We then have this quote in which a neuroscientist makes a silly statement: 

"To get a better sense of precisely when memories are formed and forgotten, Sarah Power at the Max Planck Institute for Human Development and her colleagues built a media room where children have experiences they will never encounter in the outside world. 'One of the really important things about the task is that everything only exists inside the lab space. We wanted to make sure it was completely unique in the sense that…the contextual environments don't exist anywhere outside in the real world, so that we could know that if they did remember these associations, it could only be from the fact that they had been in the lab,' she says. They have so far observed 400 toddlers between the ages of 18 and 24 months, having them form memories of the lab space, and they intend to follow them over time. The project is still in its early stages, but  'from the preliminary data, we've been very surprised at their ability to encode and retain these episodic-like memories,' she says."

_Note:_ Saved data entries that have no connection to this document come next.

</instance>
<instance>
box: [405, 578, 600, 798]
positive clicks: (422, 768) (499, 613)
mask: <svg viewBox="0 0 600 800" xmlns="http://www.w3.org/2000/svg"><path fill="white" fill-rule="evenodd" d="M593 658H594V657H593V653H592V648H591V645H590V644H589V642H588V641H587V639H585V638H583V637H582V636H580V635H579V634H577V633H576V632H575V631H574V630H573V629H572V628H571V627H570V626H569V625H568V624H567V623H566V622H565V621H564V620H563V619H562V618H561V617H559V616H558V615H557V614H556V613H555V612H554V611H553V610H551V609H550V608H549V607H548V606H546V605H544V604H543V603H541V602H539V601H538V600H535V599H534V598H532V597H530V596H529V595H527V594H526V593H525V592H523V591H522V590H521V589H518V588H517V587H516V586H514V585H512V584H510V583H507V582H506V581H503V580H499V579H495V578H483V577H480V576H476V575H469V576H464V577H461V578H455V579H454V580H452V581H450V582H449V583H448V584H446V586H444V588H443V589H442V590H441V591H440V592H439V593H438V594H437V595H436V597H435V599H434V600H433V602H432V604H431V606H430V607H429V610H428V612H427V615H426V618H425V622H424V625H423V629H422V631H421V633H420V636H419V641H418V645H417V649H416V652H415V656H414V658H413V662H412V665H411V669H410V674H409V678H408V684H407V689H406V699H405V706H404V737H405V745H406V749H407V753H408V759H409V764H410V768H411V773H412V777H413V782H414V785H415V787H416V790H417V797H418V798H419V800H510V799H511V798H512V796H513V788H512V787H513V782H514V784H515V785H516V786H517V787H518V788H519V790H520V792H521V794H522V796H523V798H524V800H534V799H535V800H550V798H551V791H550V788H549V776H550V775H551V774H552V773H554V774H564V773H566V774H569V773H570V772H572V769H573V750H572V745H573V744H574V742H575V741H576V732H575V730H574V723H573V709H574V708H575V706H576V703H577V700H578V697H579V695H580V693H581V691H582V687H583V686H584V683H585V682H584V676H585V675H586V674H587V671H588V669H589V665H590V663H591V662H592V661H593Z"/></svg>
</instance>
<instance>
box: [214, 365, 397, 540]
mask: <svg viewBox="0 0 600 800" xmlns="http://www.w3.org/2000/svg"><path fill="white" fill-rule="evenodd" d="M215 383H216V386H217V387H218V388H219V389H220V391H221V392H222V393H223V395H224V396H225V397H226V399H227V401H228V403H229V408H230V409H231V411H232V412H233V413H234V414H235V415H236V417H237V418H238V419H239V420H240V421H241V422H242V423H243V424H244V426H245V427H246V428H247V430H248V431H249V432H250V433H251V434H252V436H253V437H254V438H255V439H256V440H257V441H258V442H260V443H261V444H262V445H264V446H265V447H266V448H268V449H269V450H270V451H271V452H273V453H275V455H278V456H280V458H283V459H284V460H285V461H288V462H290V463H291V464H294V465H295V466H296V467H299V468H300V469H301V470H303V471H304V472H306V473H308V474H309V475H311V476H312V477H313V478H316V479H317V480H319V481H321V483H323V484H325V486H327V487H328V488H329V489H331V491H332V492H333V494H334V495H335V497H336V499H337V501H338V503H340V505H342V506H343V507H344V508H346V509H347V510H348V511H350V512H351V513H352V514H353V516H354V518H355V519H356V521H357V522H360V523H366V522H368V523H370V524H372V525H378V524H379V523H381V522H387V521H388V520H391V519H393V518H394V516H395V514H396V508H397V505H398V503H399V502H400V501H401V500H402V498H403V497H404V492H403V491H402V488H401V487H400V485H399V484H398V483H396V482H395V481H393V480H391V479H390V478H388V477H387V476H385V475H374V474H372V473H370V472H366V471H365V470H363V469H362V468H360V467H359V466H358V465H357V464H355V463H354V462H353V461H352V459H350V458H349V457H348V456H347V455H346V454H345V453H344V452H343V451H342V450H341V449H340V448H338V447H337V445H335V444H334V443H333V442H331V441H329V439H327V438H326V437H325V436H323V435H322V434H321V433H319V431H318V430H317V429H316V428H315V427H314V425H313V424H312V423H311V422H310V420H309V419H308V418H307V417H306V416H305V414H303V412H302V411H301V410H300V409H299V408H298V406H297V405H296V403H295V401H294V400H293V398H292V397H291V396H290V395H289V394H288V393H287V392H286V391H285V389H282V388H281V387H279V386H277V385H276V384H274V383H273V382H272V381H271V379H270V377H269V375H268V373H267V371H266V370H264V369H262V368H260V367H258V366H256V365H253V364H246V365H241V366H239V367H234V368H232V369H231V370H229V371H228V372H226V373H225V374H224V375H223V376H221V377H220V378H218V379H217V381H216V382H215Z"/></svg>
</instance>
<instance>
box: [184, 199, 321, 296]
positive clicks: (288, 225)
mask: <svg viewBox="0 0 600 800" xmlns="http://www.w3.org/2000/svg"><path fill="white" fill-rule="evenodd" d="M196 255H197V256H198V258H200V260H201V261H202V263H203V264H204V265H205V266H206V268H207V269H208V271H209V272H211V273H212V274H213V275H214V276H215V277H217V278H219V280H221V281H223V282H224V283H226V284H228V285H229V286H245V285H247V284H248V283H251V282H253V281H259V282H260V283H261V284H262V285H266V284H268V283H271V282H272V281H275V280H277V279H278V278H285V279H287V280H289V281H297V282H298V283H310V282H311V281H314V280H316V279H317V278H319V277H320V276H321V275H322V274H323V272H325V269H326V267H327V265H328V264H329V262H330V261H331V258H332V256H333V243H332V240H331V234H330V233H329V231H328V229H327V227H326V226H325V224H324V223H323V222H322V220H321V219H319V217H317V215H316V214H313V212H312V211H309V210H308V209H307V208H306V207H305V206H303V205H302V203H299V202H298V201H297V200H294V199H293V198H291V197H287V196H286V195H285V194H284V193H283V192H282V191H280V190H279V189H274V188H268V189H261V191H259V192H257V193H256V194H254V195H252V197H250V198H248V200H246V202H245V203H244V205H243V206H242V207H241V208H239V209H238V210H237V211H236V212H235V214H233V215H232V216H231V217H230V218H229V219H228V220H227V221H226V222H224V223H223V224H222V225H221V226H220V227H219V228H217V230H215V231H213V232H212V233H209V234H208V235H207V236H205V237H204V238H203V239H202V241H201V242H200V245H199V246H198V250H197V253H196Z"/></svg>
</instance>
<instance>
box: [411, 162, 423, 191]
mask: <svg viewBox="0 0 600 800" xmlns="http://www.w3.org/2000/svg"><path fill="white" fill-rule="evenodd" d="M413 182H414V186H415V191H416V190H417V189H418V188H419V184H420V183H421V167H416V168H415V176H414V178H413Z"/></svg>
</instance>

But why on Earth would someone be surprised by these results? Is it not extremely obvious that every infant has to form memories to progress as an infant normally does, learning skills such as crawling and walking and the beginnings of language? The scientists Power here sounds like someone who jumps in a swimming pool, and then says that she is very surprised to have got wet. 

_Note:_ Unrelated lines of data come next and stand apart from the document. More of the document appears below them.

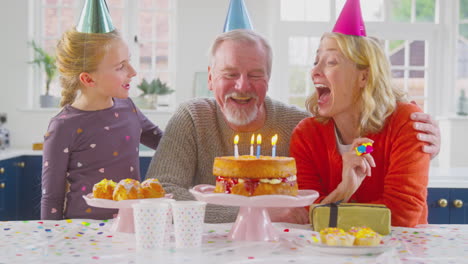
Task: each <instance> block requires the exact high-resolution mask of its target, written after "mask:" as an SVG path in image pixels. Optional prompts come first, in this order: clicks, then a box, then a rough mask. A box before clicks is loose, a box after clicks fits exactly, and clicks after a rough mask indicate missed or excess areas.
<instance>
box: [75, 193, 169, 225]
mask: <svg viewBox="0 0 468 264" xmlns="http://www.w3.org/2000/svg"><path fill="white" fill-rule="evenodd" d="M83 198H84V199H85V201H86V203H87V204H88V205H90V206H94V207H100V208H109V209H119V213H118V214H117V217H116V218H115V219H114V223H113V224H112V226H111V228H110V230H111V231H113V232H124V233H135V226H134V224H133V208H132V204H134V203H138V202H140V201H141V200H145V201H151V200H160V199H170V198H172V193H169V194H166V196H164V198H147V199H132V200H122V201H113V200H108V199H98V198H94V197H93V194H92V193H88V194H87V195H83Z"/></svg>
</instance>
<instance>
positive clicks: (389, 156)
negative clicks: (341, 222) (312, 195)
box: [290, 32, 430, 227]
mask: <svg viewBox="0 0 468 264" xmlns="http://www.w3.org/2000/svg"><path fill="white" fill-rule="evenodd" d="M311 75H312V80H313V82H314V85H315V88H316V93H315V94H314V95H313V96H312V97H310V98H308V100H307V103H306V105H307V108H308V109H309V111H311V113H312V114H313V115H314V117H311V118H307V119H305V120H303V121H301V122H300V123H299V124H298V126H297V127H296V128H295V130H294V132H293V135H292V139H291V145H290V146H291V147H290V154H291V156H292V157H294V158H295V159H296V164H297V170H298V173H297V181H298V184H299V188H300V189H313V190H317V191H318V192H319V194H320V196H319V198H318V200H317V201H316V202H319V203H331V202H337V201H344V202H359V203H373V204H385V205H386V206H387V207H388V208H390V210H391V212H392V225H393V226H408V227H413V226H415V225H417V224H426V223H427V203H426V197H427V183H428V173H429V162H430V155H429V154H427V153H424V152H423V150H422V148H423V145H424V143H423V142H420V141H418V140H417V137H416V133H417V132H416V131H415V130H414V129H413V123H414V122H413V121H411V119H410V115H411V114H413V113H415V112H421V110H420V109H419V107H418V106H417V105H415V104H412V103H409V102H408V101H407V99H406V93H405V92H404V91H402V90H399V89H397V88H396V87H395V86H393V85H392V83H391V78H390V76H391V73H390V64H389V62H388V59H387V58H386V56H385V53H384V51H383V49H382V47H381V46H380V43H379V42H378V41H377V40H376V39H373V38H370V37H366V36H354V35H345V34H341V33H336V32H335V33H326V34H324V35H323V37H322V39H321V42H320V47H319V49H318V52H317V56H316V61H315V67H314V68H313V69H312V73H311ZM363 143H372V144H373V149H374V151H373V152H371V153H368V154H364V155H357V152H356V148H357V147H358V146H360V145H362V144H363ZM298 210H302V208H300V209H298ZM296 213H297V212H296Z"/></svg>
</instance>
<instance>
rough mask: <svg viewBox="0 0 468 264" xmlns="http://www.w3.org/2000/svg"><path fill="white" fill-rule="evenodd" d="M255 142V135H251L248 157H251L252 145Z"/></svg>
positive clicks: (251, 153) (252, 151)
mask: <svg viewBox="0 0 468 264" xmlns="http://www.w3.org/2000/svg"><path fill="white" fill-rule="evenodd" d="M254 142H255V134H252V137H251V138H250V156H253V144H254Z"/></svg>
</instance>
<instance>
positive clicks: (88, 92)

The Time article then states, "It’s a mystery why our brains, and those of other mammals, forget our early lives." It thereby confesses that the article's title ("Why You Can't Remember Being a Toddler") is bogus clickbait. We then have a quote from the scientist who is senselessly brain-scanning healthy infants in MRI scanners, without medical justification. He says, "There's tons of behavioral evidence that even newborn infants are really good at aggregating statistics." Yeah, right -- and my neighbor's dog is the King of Mars.

The article and its quotes and the papers its cites may make you shake your head and ask some question such as "What has caused these people to say and do things so silly-sounding?"

Neuroscientists have been studying brains for many decades, trying to shed some light on how memory occurs. They have got nowhere, although you might think differently from all the misleading papers they have written. No neuroscientist has ever found the slightest trace of learned information by microscopically studying brain tissue.  No neuroscientist has any credible tale to tell of how a human could form a memory allowing him to later recall complex information. No neuroscientist has any credible tale to tell of how a human could ever instantly recall lots of relevant information he learned decades ago, after merely hearing a name or seeing an image (the kind of thing that happens when a child asks a parent to tell him about some famous historical figure). No scientist has any credible tale to tell of why a 70-year-old can remember in very great detail very many things that happened in his teenage years more than 50 years ago, while a typical 20-year-old cannot remember anything that happened in his first four years.